Core Sport
Using sport to aid recovery from mental illness
For 22 years up until 2015, Core Arts had provided creative music and arts classes to adults suffering with severe and enduring mental health needs in the London Borough of Hackney. In 2015 the charity consulted its members and found they would also value the opportunity to do more exercise, but cost was a major barrier for many. So Core Arts established the Core Sport programme, offering its members the opportunity to participate in over 15 different sporting activities and exercise classes, six days a week. The sport is combined with regular health checks and weight management programmes and each attendee is given one-to-one support with personal targets and an action plan. Core Sport also arranges one-off sport-specific excursions and trips to watch live events.
Funded to the tune of £80,000 a year by the NHS and local authority, Core Sport engages with over 400 individuals a year with mild to severe mental health needs and in the four years since its launch, not a single participant has been readmitted to psychiatric wards under Section 3. There has been a 75 per cent reduction in GP visits and use of emergency services by members, and 100 per cent have said their mental and physical health has improved. More than two-thirds have taken up regular exercise outside the Core Sport programme.

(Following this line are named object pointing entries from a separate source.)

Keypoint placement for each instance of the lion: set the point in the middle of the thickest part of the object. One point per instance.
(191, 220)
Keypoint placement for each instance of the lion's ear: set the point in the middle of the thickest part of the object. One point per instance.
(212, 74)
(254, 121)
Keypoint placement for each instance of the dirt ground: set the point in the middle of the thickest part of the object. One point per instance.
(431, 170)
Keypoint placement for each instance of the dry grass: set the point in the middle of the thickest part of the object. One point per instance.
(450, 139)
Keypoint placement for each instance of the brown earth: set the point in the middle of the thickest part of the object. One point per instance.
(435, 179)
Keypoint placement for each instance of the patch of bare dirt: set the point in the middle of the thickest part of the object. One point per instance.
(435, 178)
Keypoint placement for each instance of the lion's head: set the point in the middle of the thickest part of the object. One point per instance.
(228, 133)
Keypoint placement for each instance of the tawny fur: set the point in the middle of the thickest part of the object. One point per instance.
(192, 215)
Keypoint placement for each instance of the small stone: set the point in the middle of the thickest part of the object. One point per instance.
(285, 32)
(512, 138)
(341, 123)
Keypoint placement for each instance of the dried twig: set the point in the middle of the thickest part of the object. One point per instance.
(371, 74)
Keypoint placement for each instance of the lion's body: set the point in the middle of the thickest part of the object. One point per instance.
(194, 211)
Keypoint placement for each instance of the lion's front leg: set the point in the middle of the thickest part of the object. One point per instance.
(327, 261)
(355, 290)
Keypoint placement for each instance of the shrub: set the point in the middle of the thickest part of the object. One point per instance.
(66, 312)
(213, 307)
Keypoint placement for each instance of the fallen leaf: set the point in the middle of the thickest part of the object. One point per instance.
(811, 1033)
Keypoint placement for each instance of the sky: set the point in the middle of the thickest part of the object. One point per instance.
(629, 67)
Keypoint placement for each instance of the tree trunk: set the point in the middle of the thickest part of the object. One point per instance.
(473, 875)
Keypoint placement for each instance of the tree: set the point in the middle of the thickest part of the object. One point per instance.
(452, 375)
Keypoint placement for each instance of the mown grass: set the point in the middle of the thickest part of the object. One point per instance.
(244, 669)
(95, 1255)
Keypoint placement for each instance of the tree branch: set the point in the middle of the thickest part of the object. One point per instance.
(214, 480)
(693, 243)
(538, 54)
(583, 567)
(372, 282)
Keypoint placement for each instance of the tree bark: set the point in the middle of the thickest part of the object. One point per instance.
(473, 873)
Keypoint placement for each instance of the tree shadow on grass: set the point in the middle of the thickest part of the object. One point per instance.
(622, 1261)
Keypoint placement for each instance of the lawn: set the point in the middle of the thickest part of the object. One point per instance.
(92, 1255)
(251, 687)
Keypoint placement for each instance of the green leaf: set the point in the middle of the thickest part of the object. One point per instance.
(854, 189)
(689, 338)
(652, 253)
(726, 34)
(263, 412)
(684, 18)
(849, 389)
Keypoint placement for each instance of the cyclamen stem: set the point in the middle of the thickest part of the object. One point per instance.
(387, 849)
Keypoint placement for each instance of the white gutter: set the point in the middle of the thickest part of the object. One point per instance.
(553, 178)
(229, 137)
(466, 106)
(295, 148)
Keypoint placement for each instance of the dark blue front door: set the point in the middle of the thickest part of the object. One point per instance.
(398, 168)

Some members now volunteer for the programme and some have gone on to get jobs in the sports industry.
Core Arts attributes much of its success to the fact that at least 70 per cent of its trustees are current or former service users and its staff and volunteers are highly diverse. Core Arts now hopes to expand the programme more widely across London.
Charity Awards judge Lynne Berry said it was a “good, interesting project with some good outcomes”.